More than 150 companies including Apple, Amazon, Google and Facebook urged lawmakers to introduce and pass legislation reforming voting rights in a letter signed on Wednesday.
The coalition of 160 companies called on Congress to reintroduce the John Lewis Voting Rights Advancement Act, an amendment to the Voting Rights Act known as H4. The act would address a 2013 Supreme Court ruling that made it more difficult for the federal government to block racially discriminatory voting laws and redistricting proposals.
JAMIE DIMON URGES COMPANIES TO PLAY BIGGER ROLE IN POLICYMAKING
The legislation was named in honor of Rep. John Lewis, the longtime Democratic congressman and civil rights leader who died last year. House Democrats passed the bill last year, but it faces an uphill battle in the 50-50 Senate.
"Despite decades of progress, impediments to exercising the right to vote persist in many states, especially for communities of color," the companies, part of a group of corporate executives known as Business for Voting Rights, wrote in the letter. "We need federal protections to safeguard this fundamental right for all Americans."
Democrats have tried to respond to new voting laws in conservative states like Georgia that they say are discriminatory with a sweeping voting and elections bill that Senate Republicans united to block. GOP lawmakers have also criticized the John Lewis Ac, with Senate Minority Leader Mitch McConnell calling the bill "unnecessary."
"While each of our companies is unique, we are united in the belief that every American deserves a voice in our democracy. It is our government’s role to ensure voting is accessible to all," the companies wrote. "We urge Congress to add to the legacy of Representative Lewis by passing Voting Rights Act legislation that assures that every voice is heard."
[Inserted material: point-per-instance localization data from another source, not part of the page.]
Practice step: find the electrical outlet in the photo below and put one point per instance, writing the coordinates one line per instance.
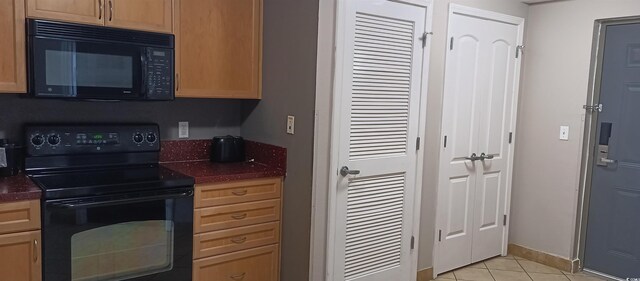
(564, 132)
(183, 130)
(291, 124)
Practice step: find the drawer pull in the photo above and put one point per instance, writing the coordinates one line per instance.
(238, 276)
(239, 216)
(35, 251)
(239, 192)
(239, 240)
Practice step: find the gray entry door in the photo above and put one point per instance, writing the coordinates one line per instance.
(613, 229)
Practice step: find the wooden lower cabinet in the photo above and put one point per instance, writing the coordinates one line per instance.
(258, 264)
(237, 230)
(20, 257)
(20, 242)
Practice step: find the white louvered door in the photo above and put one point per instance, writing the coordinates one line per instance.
(380, 91)
(479, 106)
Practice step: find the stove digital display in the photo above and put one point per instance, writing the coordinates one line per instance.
(97, 138)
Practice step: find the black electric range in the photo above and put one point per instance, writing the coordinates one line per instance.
(109, 210)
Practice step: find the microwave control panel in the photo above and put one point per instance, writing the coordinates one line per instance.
(159, 70)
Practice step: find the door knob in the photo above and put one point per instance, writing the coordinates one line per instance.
(345, 171)
(473, 157)
(484, 156)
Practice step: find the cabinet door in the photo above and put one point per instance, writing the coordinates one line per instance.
(79, 11)
(219, 48)
(149, 15)
(12, 58)
(20, 257)
(259, 264)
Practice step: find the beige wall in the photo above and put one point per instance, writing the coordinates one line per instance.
(288, 88)
(434, 111)
(554, 88)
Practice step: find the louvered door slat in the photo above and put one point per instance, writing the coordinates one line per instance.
(366, 231)
(379, 102)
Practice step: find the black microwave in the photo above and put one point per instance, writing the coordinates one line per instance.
(73, 61)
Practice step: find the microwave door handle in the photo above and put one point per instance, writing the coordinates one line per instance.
(144, 70)
(89, 204)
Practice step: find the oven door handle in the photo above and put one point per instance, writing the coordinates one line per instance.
(77, 204)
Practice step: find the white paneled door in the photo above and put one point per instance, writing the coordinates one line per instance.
(480, 94)
(378, 80)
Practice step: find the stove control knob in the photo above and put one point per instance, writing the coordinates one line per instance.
(138, 138)
(37, 140)
(151, 137)
(53, 139)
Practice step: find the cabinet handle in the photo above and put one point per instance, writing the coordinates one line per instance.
(101, 9)
(239, 240)
(239, 216)
(110, 10)
(238, 276)
(239, 192)
(35, 250)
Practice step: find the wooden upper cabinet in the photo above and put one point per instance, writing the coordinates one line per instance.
(219, 48)
(149, 15)
(20, 256)
(78, 11)
(13, 72)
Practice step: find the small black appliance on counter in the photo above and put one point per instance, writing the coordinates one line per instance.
(10, 158)
(226, 149)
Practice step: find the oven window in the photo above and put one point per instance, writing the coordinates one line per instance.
(77, 69)
(122, 251)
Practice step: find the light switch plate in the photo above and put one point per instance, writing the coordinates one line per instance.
(564, 132)
(291, 124)
(183, 130)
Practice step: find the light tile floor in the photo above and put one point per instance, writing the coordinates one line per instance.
(512, 268)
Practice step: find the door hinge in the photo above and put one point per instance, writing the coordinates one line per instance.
(593, 108)
(519, 50)
(424, 38)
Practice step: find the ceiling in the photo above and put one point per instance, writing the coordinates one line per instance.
(538, 1)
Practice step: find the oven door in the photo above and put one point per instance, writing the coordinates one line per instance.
(85, 70)
(144, 236)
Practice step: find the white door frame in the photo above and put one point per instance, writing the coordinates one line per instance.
(484, 14)
(326, 134)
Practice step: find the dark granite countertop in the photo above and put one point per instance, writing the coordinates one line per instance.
(207, 172)
(17, 188)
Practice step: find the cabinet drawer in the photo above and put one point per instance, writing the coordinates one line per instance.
(19, 216)
(209, 195)
(235, 239)
(230, 216)
(260, 264)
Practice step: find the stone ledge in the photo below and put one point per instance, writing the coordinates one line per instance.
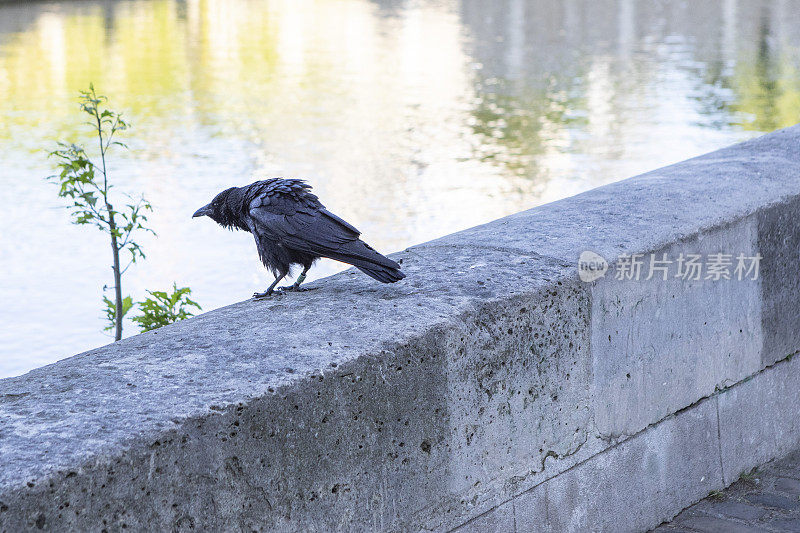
(444, 398)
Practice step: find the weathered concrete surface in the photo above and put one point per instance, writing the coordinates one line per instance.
(762, 500)
(470, 394)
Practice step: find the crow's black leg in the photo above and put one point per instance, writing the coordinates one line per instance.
(300, 279)
(269, 290)
(296, 285)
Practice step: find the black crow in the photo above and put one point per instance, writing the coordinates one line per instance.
(292, 227)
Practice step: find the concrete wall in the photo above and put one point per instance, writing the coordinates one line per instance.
(490, 390)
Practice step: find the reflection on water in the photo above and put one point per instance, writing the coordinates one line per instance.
(411, 119)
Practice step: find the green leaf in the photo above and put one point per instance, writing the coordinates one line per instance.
(164, 308)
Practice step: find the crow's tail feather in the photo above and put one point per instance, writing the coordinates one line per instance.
(383, 274)
(362, 256)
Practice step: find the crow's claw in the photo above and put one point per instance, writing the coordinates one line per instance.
(262, 295)
(294, 288)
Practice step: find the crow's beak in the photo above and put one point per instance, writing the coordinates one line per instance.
(203, 211)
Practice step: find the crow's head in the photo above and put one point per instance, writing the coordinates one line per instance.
(222, 209)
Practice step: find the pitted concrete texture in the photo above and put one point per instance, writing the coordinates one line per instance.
(765, 499)
(455, 397)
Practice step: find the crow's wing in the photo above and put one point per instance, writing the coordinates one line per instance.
(303, 224)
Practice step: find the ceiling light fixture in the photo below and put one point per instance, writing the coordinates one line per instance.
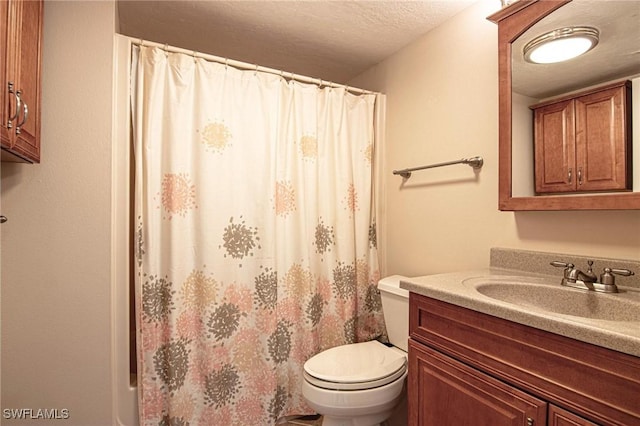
(561, 45)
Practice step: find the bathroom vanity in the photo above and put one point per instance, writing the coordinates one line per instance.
(476, 359)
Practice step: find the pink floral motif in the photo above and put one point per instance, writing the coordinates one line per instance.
(189, 325)
(183, 405)
(304, 347)
(332, 333)
(216, 416)
(285, 202)
(290, 309)
(206, 359)
(323, 287)
(247, 351)
(351, 198)
(262, 380)
(249, 411)
(178, 194)
(155, 335)
(239, 296)
(154, 402)
(265, 321)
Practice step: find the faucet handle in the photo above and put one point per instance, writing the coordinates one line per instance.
(607, 277)
(562, 264)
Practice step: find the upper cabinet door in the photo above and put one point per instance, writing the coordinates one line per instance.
(554, 141)
(582, 143)
(21, 80)
(603, 140)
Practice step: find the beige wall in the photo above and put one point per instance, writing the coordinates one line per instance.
(56, 334)
(442, 105)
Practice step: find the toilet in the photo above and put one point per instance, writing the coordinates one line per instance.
(360, 384)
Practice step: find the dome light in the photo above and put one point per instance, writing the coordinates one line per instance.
(561, 45)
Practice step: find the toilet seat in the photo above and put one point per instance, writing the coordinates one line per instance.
(356, 366)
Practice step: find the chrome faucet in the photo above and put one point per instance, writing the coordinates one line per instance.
(574, 277)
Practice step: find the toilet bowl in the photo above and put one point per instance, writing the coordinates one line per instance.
(360, 384)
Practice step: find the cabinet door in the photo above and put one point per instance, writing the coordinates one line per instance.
(21, 68)
(561, 417)
(602, 141)
(443, 391)
(7, 105)
(554, 144)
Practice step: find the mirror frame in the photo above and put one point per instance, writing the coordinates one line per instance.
(513, 21)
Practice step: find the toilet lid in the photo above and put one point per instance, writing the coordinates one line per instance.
(357, 363)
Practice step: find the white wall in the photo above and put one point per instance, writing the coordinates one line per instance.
(56, 335)
(442, 105)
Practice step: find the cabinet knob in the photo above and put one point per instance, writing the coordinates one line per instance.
(25, 114)
(17, 95)
(580, 176)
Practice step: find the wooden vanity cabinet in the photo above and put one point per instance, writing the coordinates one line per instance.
(583, 143)
(20, 82)
(467, 367)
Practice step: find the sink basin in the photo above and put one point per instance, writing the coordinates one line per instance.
(565, 301)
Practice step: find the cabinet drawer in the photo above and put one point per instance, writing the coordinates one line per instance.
(600, 384)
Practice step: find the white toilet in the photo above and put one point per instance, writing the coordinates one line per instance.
(360, 384)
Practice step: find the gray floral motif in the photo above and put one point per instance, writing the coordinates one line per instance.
(224, 321)
(372, 299)
(222, 386)
(239, 239)
(345, 280)
(279, 343)
(278, 402)
(266, 294)
(373, 236)
(171, 363)
(323, 237)
(173, 421)
(314, 309)
(157, 298)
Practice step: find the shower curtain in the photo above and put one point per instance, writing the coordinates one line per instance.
(255, 236)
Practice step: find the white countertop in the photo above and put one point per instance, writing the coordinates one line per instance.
(458, 288)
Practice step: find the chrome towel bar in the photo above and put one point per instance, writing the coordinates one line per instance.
(475, 162)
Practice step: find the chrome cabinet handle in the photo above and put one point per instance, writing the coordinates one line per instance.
(24, 118)
(18, 102)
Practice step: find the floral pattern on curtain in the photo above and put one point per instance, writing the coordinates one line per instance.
(255, 238)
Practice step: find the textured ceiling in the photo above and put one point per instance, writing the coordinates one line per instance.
(616, 56)
(331, 40)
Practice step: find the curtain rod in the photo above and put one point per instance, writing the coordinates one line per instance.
(248, 66)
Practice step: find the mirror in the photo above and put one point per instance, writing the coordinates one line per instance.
(523, 84)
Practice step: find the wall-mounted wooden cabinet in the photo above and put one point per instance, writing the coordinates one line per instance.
(583, 143)
(20, 82)
(468, 368)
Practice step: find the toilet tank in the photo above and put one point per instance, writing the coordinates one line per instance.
(395, 307)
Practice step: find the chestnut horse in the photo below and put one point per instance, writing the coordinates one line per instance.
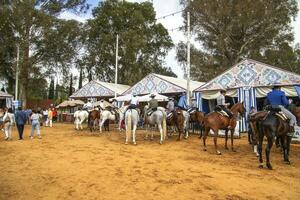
(215, 121)
(177, 120)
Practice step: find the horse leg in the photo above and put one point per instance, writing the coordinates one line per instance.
(207, 129)
(133, 134)
(226, 139)
(232, 133)
(268, 149)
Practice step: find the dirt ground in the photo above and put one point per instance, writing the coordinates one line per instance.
(68, 164)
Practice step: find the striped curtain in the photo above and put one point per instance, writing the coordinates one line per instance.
(248, 96)
(198, 97)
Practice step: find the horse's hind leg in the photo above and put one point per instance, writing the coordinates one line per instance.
(268, 149)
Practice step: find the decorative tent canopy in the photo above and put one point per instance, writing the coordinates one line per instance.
(155, 83)
(251, 73)
(97, 89)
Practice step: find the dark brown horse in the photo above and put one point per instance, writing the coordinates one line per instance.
(215, 121)
(273, 126)
(94, 117)
(177, 120)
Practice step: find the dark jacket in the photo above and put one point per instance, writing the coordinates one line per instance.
(21, 117)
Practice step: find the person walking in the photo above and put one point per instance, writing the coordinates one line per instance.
(8, 123)
(35, 121)
(21, 119)
(50, 117)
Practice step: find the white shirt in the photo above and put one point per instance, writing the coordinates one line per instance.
(134, 101)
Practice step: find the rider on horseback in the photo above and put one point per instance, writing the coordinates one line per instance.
(223, 105)
(153, 104)
(277, 98)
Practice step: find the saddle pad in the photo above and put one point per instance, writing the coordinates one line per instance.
(282, 116)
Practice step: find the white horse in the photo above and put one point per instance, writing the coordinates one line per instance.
(131, 121)
(186, 123)
(80, 116)
(158, 118)
(106, 115)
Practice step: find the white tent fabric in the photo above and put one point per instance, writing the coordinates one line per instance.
(147, 98)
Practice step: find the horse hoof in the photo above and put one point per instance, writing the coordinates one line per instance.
(269, 166)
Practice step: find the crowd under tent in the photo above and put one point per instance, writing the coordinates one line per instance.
(166, 85)
(248, 81)
(5, 100)
(99, 90)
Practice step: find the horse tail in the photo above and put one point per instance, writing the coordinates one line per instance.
(164, 124)
(128, 124)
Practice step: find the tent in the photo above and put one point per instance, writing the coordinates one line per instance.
(249, 80)
(166, 85)
(5, 100)
(98, 89)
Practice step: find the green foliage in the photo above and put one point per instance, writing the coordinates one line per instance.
(229, 31)
(143, 43)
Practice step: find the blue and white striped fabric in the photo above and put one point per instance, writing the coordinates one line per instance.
(198, 97)
(248, 96)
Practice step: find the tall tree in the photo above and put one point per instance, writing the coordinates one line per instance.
(143, 43)
(51, 89)
(229, 31)
(33, 25)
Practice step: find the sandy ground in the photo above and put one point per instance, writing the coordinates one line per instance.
(68, 164)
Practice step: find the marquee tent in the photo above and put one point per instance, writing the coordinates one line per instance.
(248, 80)
(155, 83)
(98, 89)
(5, 100)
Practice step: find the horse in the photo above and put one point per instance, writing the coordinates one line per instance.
(158, 118)
(197, 118)
(215, 121)
(107, 115)
(80, 116)
(93, 117)
(273, 125)
(176, 119)
(131, 121)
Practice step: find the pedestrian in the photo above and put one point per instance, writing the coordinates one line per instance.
(20, 118)
(8, 123)
(50, 117)
(35, 121)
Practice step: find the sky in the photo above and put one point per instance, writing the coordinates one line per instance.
(165, 7)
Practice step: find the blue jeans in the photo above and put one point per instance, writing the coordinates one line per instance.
(35, 125)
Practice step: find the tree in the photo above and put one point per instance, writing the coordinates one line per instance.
(34, 26)
(143, 43)
(51, 89)
(229, 31)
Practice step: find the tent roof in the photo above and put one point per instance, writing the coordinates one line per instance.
(156, 83)
(5, 95)
(251, 73)
(99, 89)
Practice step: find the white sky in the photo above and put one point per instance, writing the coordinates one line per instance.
(165, 7)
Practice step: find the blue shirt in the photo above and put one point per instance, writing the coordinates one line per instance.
(277, 97)
(182, 102)
(20, 117)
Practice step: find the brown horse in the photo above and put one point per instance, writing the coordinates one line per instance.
(94, 117)
(215, 121)
(177, 120)
(197, 118)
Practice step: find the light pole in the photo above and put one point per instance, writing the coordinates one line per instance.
(116, 70)
(188, 61)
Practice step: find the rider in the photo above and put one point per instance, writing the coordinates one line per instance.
(223, 105)
(182, 102)
(278, 98)
(153, 104)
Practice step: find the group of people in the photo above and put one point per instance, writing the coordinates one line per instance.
(20, 118)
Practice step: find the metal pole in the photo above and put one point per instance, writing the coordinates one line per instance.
(188, 61)
(17, 73)
(116, 75)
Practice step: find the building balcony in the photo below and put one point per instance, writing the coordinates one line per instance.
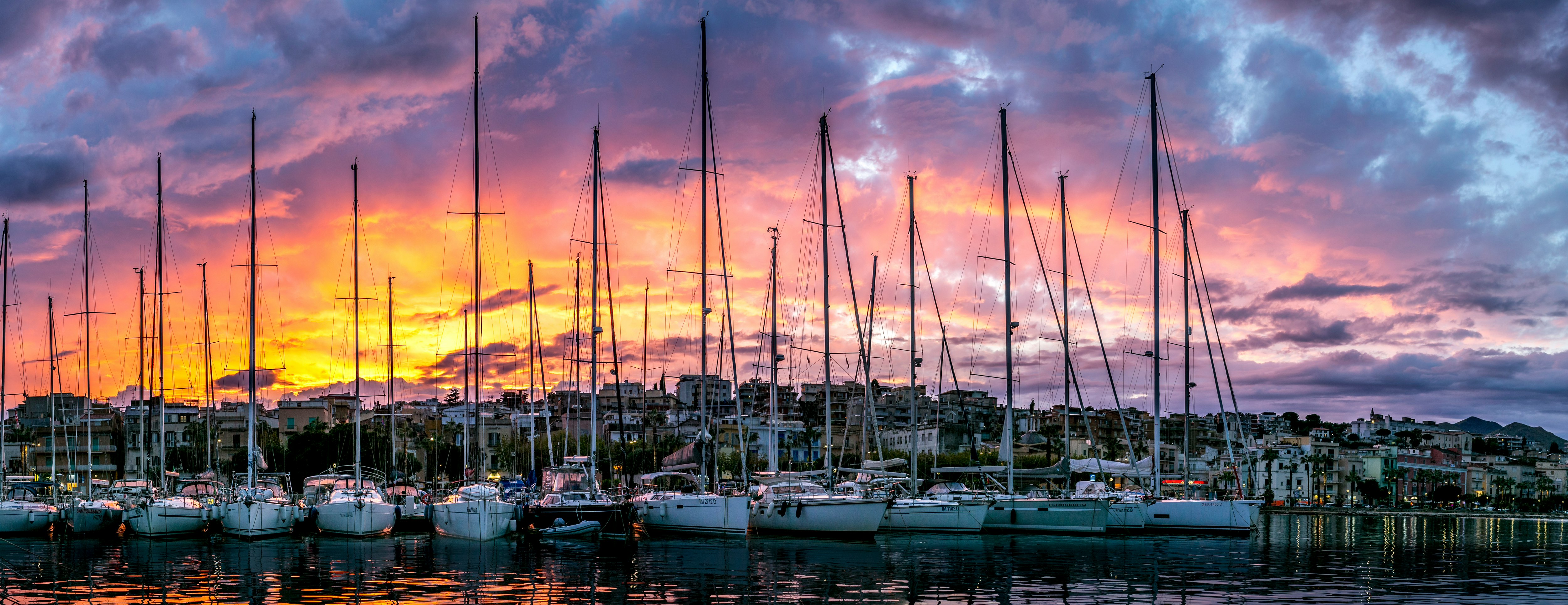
(73, 449)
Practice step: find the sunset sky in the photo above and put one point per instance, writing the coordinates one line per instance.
(1377, 189)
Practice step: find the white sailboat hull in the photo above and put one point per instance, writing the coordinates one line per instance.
(935, 516)
(258, 518)
(357, 518)
(697, 515)
(154, 519)
(825, 516)
(21, 518)
(1048, 516)
(1203, 515)
(92, 516)
(1126, 516)
(474, 519)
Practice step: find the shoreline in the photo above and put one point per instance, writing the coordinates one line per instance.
(1410, 513)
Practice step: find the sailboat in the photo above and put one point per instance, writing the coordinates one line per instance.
(184, 510)
(792, 502)
(19, 510)
(1192, 515)
(90, 515)
(357, 507)
(571, 493)
(259, 507)
(915, 513)
(476, 510)
(1014, 513)
(689, 505)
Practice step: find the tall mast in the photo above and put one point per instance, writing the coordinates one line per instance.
(534, 421)
(774, 352)
(250, 388)
(537, 358)
(206, 344)
(1067, 333)
(142, 372)
(161, 309)
(868, 410)
(391, 377)
(1186, 360)
(702, 389)
(465, 386)
(827, 324)
(54, 402)
(1007, 306)
(5, 324)
(915, 363)
(595, 330)
(87, 327)
(1155, 212)
(479, 342)
(353, 226)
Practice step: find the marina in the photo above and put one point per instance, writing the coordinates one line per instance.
(1290, 560)
(758, 303)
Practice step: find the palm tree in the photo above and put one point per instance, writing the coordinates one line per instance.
(1290, 482)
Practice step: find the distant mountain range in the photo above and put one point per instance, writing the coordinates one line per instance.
(1514, 430)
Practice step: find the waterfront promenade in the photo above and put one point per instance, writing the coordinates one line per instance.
(1410, 513)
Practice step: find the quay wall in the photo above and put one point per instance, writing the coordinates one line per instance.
(1410, 513)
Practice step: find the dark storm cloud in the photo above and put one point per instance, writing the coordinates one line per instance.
(644, 171)
(45, 173)
(21, 23)
(1514, 48)
(1470, 374)
(121, 49)
(241, 380)
(1319, 289)
(496, 302)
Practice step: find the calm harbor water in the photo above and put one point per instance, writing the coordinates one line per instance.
(1291, 559)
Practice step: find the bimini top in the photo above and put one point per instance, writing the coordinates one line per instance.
(650, 479)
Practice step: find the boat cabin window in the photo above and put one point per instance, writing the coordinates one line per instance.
(567, 480)
(24, 493)
(797, 488)
(349, 483)
(272, 487)
(946, 488)
(198, 490)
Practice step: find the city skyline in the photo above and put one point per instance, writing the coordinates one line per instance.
(1373, 193)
Other notable corporate signatories include Airbnb, Hershey, Levi Strauss, Pepsi, Starbucks, Target and Tesla.
Companies' political activity is facing growing scrutiny nationwide, with liberals demanding that businesses condemn voting laws that they view as restrictive and rebuke the GOP politicians who support them, while conservatives have slammed the sector for kowtowing to the left.
More than 350 different voting bills are under consideration in dozens of states, according to a tally from the Brennan Center for Justice, a public-policy think tank.